For your part as a student, this means you will have to manage your own time carefully, and do whatever you must to make assignments/projects relevant for you. When there is an opportunity, find data sets you care about and want to analyze. Focus on methods you want to be able to take with you throughout your career. A fully engaged student will probably find that she is frequently searching online for more information about something we discussed in class. He may find himself listening to unassigned podcasts and reading blogs written by experts. From time to time, they may bump up against a problem to which the collective response of humanity is “We don’t know how to do that…yet.”

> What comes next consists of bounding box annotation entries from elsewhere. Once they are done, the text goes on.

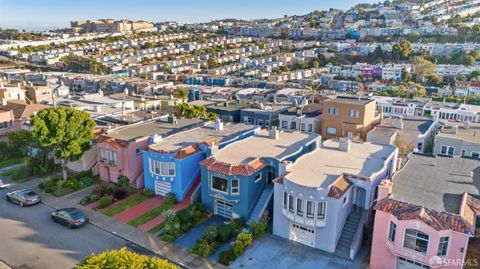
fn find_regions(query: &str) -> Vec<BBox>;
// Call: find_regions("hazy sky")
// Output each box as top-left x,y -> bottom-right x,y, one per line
0,0 -> 378,30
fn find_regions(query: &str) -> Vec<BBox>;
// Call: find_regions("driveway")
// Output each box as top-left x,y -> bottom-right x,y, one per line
0,186 -> 127,269
230,234 -> 365,269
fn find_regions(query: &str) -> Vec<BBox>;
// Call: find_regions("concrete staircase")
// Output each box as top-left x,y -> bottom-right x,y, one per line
335,208 -> 364,259
247,184 -> 273,225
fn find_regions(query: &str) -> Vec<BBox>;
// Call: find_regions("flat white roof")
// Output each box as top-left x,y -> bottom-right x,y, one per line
285,140 -> 395,188
214,130 -> 319,164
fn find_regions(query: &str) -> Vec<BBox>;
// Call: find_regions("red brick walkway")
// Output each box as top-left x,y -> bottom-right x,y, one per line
139,178 -> 200,232
113,196 -> 163,223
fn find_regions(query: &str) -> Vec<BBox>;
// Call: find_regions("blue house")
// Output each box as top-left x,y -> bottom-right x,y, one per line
143,121 -> 259,201
201,129 -> 320,223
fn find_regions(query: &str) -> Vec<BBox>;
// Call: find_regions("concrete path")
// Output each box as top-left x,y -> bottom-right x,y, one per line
113,196 -> 164,223
5,178 -> 227,269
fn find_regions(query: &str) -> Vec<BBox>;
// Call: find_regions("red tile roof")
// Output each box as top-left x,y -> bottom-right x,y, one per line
375,198 -> 473,234
328,175 -> 352,199
200,157 -> 267,176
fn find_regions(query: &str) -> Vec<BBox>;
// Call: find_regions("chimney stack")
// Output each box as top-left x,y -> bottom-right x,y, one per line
213,119 -> 223,131
338,137 -> 352,152
268,126 -> 280,140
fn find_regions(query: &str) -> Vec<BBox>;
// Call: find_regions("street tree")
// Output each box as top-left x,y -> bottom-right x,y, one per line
31,107 -> 95,180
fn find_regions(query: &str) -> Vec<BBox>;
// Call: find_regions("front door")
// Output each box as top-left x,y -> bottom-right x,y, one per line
215,199 -> 233,219
290,223 -> 315,247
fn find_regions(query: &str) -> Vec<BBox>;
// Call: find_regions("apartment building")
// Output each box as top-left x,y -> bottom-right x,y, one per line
370,154 -> 480,269
433,122 -> 480,159
273,138 -> 397,259
143,120 -> 260,201
321,96 -> 382,140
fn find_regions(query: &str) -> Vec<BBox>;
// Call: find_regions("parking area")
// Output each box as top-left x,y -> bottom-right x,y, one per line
230,235 -> 365,269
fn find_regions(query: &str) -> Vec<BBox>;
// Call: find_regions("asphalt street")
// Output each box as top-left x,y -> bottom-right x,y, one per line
0,186 -> 129,269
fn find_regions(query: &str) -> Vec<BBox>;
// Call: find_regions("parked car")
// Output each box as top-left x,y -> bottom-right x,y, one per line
7,189 -> 41,206
52,207 -> 90,228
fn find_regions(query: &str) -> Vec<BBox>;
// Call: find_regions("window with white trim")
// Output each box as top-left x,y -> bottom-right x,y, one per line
307,201 -> 315,219
388,221 -> 397,243
288,195 -> 295,213
297,198 -> 303,217
403,229 -> 430,254
317,202 -> 327,220
231,178 -> 240,194
437,236 -> 450,256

I am committed to ensuring each student’s access to all course materials, time and attention from me as the instructor both in and out of class, and fair opportunities to demonstrate mastery of the course content. Please contact me if you require any special assistance or accommodations. To avoid any delay in the receipt of your accommodations, you should contact Student Ability Success Center as soon as possible. Please note that accommodations are not retroactive, and that I cannot provide accommodations based upon disability until I have received an accommodation letter from Student Ability Success Center.

Communication with instructor

I encourage students to reach out by email anytime they need help or have a question. I endeavor to respond to all emails within 24 hours during the work week. Generally I will not be able to respond during the weekend. For questions that require a longer response than a few sentences, please visit me during office hours or schedule a meeting with me. For questions that can be easily answered through a straightforward search online, you may receive a terse reply inviting you to find the answer on your own. (For example: STUDENT: When are your office hours again? ME: You can figure that out without my help. I believe in you!)

Religious observances: In accordance with the University Policy File, please notify me about planned absences for religious observances by the end of the second week of classes.

Medical-related absences: Please contact me if you need to miss class, etc. due to an illness, injury or emergency. For the purposes of addressing university policy, documentation may be requested.

SDSU Economic Crisis Response Team: If you or a friend are experiencing food or housing insecurity, or any unforeseen financial crisis, visit, email , or walk-in to Well-being & Health Promotion on the 3rd floor of Calpulli Center.